The role of a social business consultant therefore becomes:
To help organisations develop and share a unifying and supportive culture
To advise on and introduce the most appropriate social tools to help people within organisations flourish and therefore do their jobs better
And while some businesses, particularly smaller, often newer and more nimble businesses find it easy to encourage everyone to adopt the same culture, adopting and adapting tools to help them do so, others are stuck in hierachical, geographical and political structures which make it harder to foster a shared culture.
To paraphrase some points from Euan Semple, JP Rangaswami and Lee Bryant recently:
For most of the 20th century, business communications relied on a cascades of paper, and business ‘memory’ relied on hierachical and structured filing systems. But now social technologies mean that networked communications can be much more the norm. And people can more easily find people (not follow processes) to help them do their job better. As things were before the industrial revolution.

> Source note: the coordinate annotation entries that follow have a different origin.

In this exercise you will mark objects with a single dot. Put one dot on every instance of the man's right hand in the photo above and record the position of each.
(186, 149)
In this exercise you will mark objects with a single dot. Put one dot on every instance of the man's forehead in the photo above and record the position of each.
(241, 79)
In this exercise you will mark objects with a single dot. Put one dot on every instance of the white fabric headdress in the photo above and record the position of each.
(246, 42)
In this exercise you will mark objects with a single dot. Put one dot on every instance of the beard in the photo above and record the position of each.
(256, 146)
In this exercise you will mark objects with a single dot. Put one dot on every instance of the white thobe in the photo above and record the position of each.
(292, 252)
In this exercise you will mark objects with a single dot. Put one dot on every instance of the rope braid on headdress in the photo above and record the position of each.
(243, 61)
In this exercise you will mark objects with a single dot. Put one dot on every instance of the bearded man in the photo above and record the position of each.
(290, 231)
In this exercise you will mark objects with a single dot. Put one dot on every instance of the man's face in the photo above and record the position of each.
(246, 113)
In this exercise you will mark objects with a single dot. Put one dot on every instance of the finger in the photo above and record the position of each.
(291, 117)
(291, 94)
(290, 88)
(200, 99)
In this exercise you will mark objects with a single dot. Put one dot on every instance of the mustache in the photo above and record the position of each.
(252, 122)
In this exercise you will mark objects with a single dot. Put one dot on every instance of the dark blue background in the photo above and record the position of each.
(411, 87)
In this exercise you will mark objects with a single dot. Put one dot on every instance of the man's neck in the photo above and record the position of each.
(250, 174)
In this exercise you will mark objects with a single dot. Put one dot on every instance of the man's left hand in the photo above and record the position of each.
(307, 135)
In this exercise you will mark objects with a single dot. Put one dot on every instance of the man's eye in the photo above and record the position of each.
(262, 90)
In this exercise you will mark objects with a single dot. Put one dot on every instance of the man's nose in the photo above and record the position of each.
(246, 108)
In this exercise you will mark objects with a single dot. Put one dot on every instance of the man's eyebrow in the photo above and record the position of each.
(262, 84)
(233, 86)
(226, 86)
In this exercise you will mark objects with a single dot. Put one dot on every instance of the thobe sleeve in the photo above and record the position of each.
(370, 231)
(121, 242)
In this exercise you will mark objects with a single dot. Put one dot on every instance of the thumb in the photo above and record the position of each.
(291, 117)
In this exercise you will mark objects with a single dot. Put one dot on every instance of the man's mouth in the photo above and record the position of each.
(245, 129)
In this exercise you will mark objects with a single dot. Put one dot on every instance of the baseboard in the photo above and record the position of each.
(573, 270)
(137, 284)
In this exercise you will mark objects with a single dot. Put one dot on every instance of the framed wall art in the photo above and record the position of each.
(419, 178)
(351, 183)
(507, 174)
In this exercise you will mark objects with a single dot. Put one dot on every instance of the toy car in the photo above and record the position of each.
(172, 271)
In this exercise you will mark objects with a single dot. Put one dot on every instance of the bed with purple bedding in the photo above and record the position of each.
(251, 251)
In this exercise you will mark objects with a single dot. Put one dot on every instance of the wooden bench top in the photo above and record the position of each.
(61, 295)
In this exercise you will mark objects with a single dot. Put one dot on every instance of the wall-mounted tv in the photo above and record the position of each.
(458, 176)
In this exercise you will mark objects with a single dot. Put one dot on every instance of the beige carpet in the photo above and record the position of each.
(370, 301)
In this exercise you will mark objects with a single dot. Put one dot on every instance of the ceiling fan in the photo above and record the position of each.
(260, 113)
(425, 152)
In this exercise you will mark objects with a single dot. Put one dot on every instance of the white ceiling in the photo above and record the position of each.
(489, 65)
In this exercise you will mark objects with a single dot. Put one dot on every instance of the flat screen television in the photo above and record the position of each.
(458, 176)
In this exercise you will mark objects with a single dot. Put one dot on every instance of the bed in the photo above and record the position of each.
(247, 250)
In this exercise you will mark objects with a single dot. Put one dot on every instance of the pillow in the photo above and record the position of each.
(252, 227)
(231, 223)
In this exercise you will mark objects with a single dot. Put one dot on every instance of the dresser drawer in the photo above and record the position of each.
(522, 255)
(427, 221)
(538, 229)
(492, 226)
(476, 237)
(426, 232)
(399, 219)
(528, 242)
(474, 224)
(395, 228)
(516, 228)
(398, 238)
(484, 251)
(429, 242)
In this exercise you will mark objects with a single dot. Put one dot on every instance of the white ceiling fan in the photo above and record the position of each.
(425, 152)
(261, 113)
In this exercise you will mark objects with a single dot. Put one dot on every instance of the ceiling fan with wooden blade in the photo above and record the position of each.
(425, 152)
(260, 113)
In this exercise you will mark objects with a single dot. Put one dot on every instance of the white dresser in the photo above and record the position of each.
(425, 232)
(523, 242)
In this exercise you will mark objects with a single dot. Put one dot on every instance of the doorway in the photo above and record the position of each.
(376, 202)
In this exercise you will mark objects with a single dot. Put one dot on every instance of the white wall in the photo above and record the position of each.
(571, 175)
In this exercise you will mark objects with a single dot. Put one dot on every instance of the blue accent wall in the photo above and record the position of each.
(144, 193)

It’s no co-incidence that many of the bigger businesses which have ‘got’ social, have done so as a result of dealing with a crisis or a series of crises, because crises inevitably create a single challenge and focus for an organisation (the equivalent of a shared culture). During crises, hierachies go out of the window in favour of speed and skill. And crises rely upon a realtime data/feedback/information loop. Which I guess is partly how I’ve become so fascinated with social business as a concept – from running comms around crises.
The challenge that most organisations have – and which is great to hear people from Bupa (Nick Crawford), WWF (Adrian Cockle), IBM (Delphine Remy Boutang) and Adobe (Simon Morris), speak about before/during social media week and at Will McInnes‘ first social business session – is how to take larger organisations who haven’t had to focus on a crisis, on the cultural and technological journey towards becoming social businesses.
Social technologies can help organisations adapt some of their structures. But they will only really work if the organisational culture is ready for it. The organisation needs to be truly ready to listen to and act upon internal and external feedback.
You don’t become a social business by using the shiniest newest network featured on Mashable or Techcrunch.